At the successful conclusion of this course, attendees will, at minimum, be able to:

CLO 1.  Investigate and evaluate the vulnerabilities of Industrial Control Systems and Critical Infrastructure.

CLO 2.  Link the principles behind the industrial hardware and software of control systems that are used in the operation of Industrial Control Systems and Critical Infrastructure.

CLO 3.  Examine technical specifics about the vulnerabilities of Industrial Control Systems and Critical Infrastructure service delivery with an emphasis of those services’ dependant on control systems reliability and recoverability.

CLO 4.  Develop and implement mitigation strategies as well as administrative and technical risk management plans to protect and secure process control systems.

 

Resources for Attendees

There is no textbook that attendees need to obtain. A variety of resource material will be made available to the attendees as needed throughout the course.

Who should attend

The course is to be tailored to both IT and engineering professions with varying degrees of background knowledge. 

 

Facilitators

CAMERON SANDS is a career automation professional who has worked in industrial and commercial automation roles for more than 30 years. His extensive experience includes work in the traditional critical infrastructure of electrical generation and distribution, sewage and potable water treatment and distribution, oil and gas, banks, communications and datacentres, transportation systems, food manufacturing, hospitals, and defence.

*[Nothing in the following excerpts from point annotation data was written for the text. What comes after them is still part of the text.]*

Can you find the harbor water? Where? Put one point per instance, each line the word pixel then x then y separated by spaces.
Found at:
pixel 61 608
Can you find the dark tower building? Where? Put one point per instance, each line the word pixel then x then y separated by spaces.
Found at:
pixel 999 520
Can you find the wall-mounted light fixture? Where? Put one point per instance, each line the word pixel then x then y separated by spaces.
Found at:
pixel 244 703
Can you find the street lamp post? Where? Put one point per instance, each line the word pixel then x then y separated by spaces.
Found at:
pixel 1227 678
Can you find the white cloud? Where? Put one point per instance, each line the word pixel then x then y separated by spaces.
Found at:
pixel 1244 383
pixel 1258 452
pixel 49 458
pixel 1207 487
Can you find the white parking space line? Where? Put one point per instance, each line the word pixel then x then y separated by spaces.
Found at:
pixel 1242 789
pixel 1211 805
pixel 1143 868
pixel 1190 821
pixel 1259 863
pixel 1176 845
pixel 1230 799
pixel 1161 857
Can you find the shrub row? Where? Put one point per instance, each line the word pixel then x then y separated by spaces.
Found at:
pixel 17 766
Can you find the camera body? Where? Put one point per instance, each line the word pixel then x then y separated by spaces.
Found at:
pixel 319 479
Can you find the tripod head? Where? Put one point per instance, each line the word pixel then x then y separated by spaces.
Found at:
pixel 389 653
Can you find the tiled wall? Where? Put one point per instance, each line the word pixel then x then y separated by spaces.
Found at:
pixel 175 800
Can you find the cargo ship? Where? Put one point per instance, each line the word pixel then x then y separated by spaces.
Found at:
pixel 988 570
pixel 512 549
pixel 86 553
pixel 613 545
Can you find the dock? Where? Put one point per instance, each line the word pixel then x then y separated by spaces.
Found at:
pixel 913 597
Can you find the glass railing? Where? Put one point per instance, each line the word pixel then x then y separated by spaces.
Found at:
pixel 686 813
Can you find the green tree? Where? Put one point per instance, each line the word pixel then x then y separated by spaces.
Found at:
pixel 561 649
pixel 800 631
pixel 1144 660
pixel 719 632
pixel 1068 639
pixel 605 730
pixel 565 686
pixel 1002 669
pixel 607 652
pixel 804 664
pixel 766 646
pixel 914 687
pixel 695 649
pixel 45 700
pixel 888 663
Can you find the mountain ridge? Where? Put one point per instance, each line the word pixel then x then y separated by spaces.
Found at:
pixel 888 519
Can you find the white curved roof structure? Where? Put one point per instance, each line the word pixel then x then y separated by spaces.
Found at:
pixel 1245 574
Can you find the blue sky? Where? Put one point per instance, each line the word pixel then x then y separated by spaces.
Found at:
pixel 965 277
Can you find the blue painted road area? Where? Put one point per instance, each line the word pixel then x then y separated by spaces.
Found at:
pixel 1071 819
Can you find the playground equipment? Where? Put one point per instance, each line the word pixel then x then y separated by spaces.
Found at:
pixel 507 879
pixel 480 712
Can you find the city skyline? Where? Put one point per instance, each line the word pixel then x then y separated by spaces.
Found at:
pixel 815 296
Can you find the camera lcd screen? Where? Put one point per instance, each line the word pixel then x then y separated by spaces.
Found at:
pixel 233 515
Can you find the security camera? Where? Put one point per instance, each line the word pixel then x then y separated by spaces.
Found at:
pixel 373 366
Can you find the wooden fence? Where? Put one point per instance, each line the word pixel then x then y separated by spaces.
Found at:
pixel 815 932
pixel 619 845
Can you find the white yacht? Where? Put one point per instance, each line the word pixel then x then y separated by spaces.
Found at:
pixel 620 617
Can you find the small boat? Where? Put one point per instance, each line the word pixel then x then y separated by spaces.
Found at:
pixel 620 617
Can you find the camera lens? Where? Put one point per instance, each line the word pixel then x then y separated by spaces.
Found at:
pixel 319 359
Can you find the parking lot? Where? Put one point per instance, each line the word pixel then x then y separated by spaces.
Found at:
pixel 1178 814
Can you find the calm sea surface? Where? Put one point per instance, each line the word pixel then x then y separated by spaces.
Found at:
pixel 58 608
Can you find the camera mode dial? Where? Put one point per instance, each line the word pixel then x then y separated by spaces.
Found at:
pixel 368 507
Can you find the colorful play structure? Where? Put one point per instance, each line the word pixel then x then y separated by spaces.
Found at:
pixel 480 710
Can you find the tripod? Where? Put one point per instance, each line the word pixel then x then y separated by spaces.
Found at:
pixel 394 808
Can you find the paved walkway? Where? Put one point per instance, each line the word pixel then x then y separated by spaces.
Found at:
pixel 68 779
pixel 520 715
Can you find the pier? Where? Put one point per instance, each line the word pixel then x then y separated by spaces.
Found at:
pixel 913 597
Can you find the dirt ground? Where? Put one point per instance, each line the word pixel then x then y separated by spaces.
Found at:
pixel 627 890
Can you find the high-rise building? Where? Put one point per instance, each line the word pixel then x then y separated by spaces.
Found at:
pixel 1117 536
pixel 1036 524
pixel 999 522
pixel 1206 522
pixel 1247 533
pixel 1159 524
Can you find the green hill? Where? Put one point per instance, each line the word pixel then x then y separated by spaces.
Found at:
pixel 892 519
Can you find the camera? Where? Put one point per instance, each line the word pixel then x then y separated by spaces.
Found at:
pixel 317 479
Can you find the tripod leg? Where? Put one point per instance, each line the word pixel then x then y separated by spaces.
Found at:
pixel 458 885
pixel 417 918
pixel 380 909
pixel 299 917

His specialist expertise includes programming industrialised systems such as programmable logic controllers (PLC’s), supervisory control and data acquisition (SCADA), human machine interfaces (HMI’s), servo drives, industrial vision systems, automated/laser guided vehicles (AGV’s/LGV’s), industrial robotics as well as transfer systems for data to, around and from the plant. He also has experience in the typically non-industrial areas of building management systems (BMS’s), security, access control and CCTV systems. A major part of his time is spent on site commissioning his projects.  He is a certified professional electrical engineer and has completed post graduate studies in cyber security and computer forensics as well as having trade qualifications in electrical, data, solar and security. He is a member of the Australian Standards Committee for Australia’s primary electrical standards and has been teaching at several universities since 2012.

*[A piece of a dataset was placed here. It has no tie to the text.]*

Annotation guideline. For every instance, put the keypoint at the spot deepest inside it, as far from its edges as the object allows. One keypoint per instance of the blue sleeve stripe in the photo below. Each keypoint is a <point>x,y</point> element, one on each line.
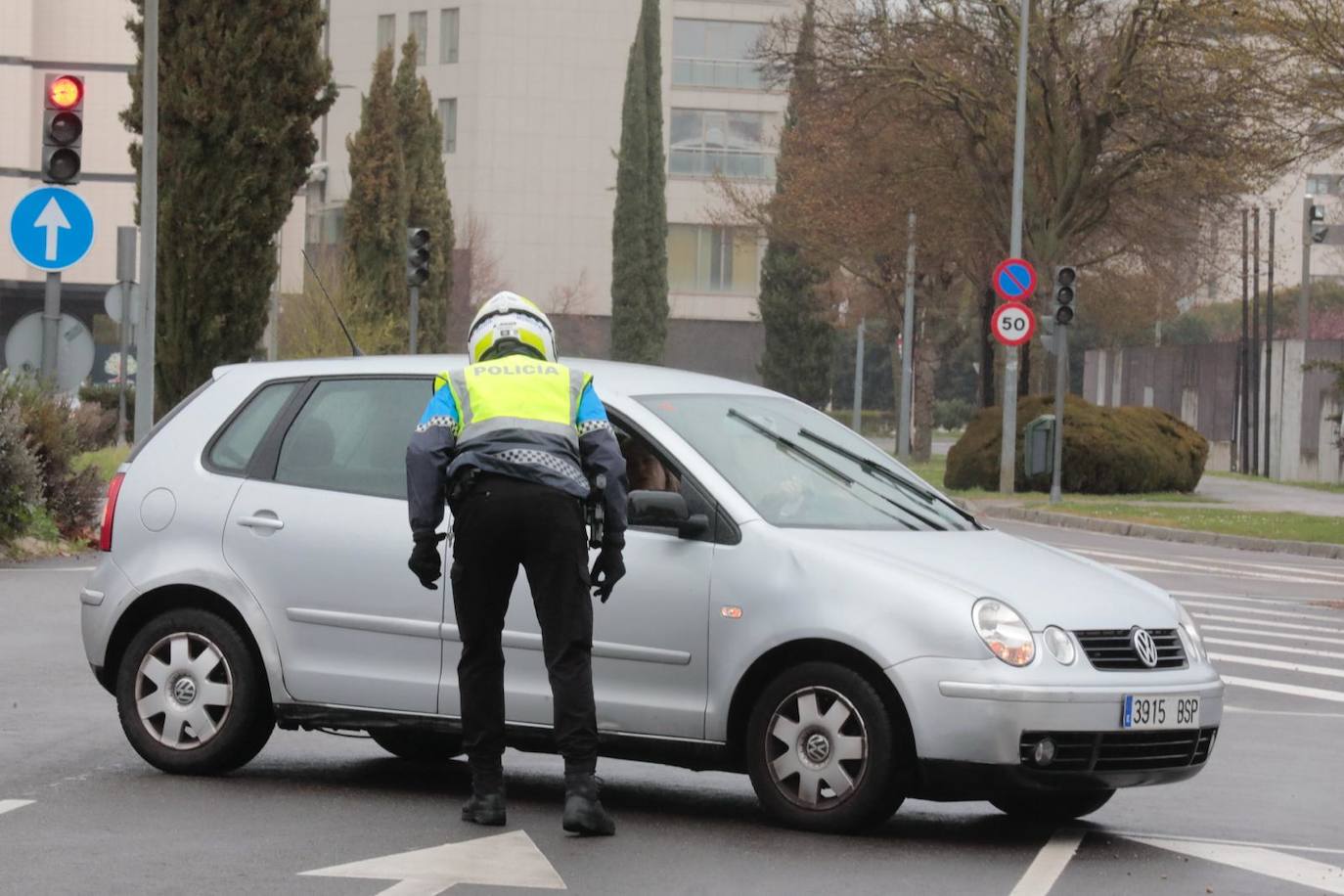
<point>590,406</point>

RAY HUNT did a Masters degree in Electrical Engineering (Christchurch) and PhD (Adelaide) and has worked in the airline industry designing international networks. He has also taught in a variety of Universities in Australia, New Zealand, Asia, Vancouver and London. Over the last 20 years he has provided numerous training courses and consultation for industry and Governments including Defence, NZ and Police (NSW) in the areas of networks and cybersecurity. He has visited Asia over 70 times in the last 25 years. Specifically, these have included numerous workshops for British Aerospace (Australia), Reuters and AT&T (Hong Kong), Ministry of Defence and Fujitsu (Singapore), Royal Holloway College, London and Vodafone (New Zealand) as well as a variety of related workshops in Bangkok, Taiwan and Kuala Lumpur.

Current Positions:

  • Visiting Associate Professor, Royal Holloway College, University of London
  • Adjunct Associate Professor, Flinders, Adelaide, Australia
  • Adjunct Associate Professor, University of Canterbury, New Zealand

Cancellation policy

Courses will be held subject to sufficient registrations. UNSW Canberra reserves the right to cancel a course up to five working days prior to commencement of the course. If a course is cancelled, you will have the opportunity to transfer your registration or be issued a full refund. If registrant cancels within 10 days of course commencement, a 50% registration fee will apply. UNSW Canberra is a registered ACT provider under ESOS Act 2000-CRICOS provider Code 00098G.